Özet: Mevcut hukuk düzenimizde Yargıtay, olağan kanun yollarından birisi olan temyiz incelemesini yapmaktadır. Yargıtay’ın yapacağı temyiz incelemesi sonucunda dosya hakkında verebileceği kararlardan birisi de bozma kararıdır. Bozma kararı sonrasında dosya ilk derece mahkemesine veya bölge idare mahkemesine gönderilmektedir. Yargıtay’ın bu bozma kararına karşı verebilecek iki tür karar karşımıza çıkmaktadır. Bunlar; bozmaya uyma kararı ve direnme kararıdır. Çalışmamızda direnme kararının hukuki niteliği, direnme kararının temyizi ve temyizi üzerine yapılacak işlemler üzerinde durulmuştur.

 

Anahtar Kelimeler: Direnme Kararı, Yargıtay, Bozma Kararı, Davaya Yeniden Bakacak Mahkemenin İşlemleri.

 

1.      Yargıtay’ın Temyiz İncelemesi

            HMK.'nun 361/2. maddesi gereğince davada haklı çıkmış olan taraf da hukuki yararı bulunmak şartıyla temyiz yoluna başvurabilir.

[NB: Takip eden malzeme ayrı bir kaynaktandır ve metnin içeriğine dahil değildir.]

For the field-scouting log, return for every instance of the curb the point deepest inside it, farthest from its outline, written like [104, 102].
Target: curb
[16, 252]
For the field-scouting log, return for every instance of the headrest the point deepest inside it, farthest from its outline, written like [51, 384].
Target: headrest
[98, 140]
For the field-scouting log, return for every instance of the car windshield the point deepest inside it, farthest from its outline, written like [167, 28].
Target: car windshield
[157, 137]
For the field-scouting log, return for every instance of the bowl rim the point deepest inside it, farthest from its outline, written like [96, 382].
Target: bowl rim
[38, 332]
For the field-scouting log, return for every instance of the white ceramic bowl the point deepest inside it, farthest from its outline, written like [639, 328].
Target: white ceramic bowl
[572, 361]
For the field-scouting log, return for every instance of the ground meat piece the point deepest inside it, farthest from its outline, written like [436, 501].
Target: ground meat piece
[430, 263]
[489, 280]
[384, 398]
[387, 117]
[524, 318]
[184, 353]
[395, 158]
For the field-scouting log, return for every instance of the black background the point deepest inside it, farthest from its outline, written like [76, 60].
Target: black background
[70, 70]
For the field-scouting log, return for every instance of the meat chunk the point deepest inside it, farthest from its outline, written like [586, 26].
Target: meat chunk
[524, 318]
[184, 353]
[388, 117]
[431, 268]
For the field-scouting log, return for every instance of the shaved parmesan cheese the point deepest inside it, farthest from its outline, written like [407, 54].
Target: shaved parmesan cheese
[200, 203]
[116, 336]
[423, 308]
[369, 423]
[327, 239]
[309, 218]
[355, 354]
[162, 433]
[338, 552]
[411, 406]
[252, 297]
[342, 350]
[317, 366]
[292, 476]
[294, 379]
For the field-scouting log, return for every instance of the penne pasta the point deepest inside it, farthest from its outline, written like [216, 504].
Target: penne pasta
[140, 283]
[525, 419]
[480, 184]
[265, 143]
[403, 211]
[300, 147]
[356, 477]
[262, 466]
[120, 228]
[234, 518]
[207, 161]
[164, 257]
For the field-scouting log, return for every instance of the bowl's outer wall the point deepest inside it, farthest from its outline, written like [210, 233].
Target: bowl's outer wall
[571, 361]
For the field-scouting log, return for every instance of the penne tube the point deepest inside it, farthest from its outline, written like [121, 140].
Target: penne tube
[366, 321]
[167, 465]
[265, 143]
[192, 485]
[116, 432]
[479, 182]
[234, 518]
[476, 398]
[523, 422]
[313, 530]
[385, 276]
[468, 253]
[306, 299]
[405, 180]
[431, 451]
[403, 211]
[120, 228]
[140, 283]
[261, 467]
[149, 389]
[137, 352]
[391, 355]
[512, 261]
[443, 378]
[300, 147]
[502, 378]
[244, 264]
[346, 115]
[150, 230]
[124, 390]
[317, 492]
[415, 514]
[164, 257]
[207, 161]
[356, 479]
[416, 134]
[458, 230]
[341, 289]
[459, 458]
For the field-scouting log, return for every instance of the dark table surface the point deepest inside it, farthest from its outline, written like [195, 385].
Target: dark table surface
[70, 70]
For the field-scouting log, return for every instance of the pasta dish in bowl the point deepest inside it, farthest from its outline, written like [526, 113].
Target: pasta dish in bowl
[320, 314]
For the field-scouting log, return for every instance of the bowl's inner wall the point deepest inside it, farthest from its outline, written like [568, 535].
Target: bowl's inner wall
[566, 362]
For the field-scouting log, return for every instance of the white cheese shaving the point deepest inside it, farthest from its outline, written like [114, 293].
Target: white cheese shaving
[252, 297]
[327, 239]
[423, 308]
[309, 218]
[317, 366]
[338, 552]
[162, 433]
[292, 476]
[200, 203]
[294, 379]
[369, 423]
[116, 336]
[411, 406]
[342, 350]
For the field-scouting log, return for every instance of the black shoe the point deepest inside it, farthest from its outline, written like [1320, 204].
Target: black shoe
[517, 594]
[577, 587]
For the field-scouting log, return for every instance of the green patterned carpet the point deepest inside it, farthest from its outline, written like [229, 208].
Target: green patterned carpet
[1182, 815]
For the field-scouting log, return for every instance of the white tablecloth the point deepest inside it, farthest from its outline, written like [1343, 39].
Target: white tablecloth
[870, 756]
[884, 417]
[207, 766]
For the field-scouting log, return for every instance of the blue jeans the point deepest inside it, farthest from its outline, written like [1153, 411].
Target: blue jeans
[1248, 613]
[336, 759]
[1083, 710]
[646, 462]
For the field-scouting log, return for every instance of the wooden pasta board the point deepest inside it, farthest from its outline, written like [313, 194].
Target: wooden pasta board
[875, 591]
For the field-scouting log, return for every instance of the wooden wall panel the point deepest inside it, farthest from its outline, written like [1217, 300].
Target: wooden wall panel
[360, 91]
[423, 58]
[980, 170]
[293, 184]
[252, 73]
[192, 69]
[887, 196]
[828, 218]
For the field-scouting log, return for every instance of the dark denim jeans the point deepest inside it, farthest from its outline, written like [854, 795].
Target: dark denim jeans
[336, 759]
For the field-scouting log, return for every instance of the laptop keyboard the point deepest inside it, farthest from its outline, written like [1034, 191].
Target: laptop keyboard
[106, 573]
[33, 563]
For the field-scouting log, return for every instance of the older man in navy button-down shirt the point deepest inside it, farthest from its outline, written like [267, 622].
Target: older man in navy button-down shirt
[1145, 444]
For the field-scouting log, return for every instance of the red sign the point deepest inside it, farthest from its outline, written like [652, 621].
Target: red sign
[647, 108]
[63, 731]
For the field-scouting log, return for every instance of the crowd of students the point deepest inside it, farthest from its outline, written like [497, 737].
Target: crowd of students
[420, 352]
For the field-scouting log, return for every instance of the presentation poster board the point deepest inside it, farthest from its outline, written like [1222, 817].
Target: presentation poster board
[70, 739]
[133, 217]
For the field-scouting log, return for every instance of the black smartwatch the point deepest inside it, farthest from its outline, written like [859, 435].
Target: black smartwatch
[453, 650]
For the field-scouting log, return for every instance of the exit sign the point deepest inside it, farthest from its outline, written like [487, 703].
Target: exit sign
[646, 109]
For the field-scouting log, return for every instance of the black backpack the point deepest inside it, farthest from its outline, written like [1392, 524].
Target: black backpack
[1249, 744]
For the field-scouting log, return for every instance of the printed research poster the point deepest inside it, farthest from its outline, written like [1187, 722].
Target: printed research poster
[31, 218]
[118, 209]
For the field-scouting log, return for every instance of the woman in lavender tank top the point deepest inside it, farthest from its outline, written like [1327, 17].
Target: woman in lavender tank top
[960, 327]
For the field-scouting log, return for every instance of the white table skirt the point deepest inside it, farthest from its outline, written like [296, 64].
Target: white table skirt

Temyiz kanun yoluna başvuru süresi kural olarak HMK.'nun 361. maddesi gereğince ilamın yani bölge adliye mahkemesi hukuk dairelerinden verilen kararın usulen tebliğinden itibaren iki haftadır.

            Temyiz kanun yolunda yargılama makamı, uyuşmazlığın maddi ve hukuki meselelerinden sadece hukuki meseleyi, yani mahkemece sabit kabul edilen olayın hukuk normları karşısındaki durumu meselesini ele alacak ve esas mahkemenin son kararını bu açıdan inceleyerek normun vasıta olarak kullanılmasında aykırılık olup olmadığını söyleyecektir.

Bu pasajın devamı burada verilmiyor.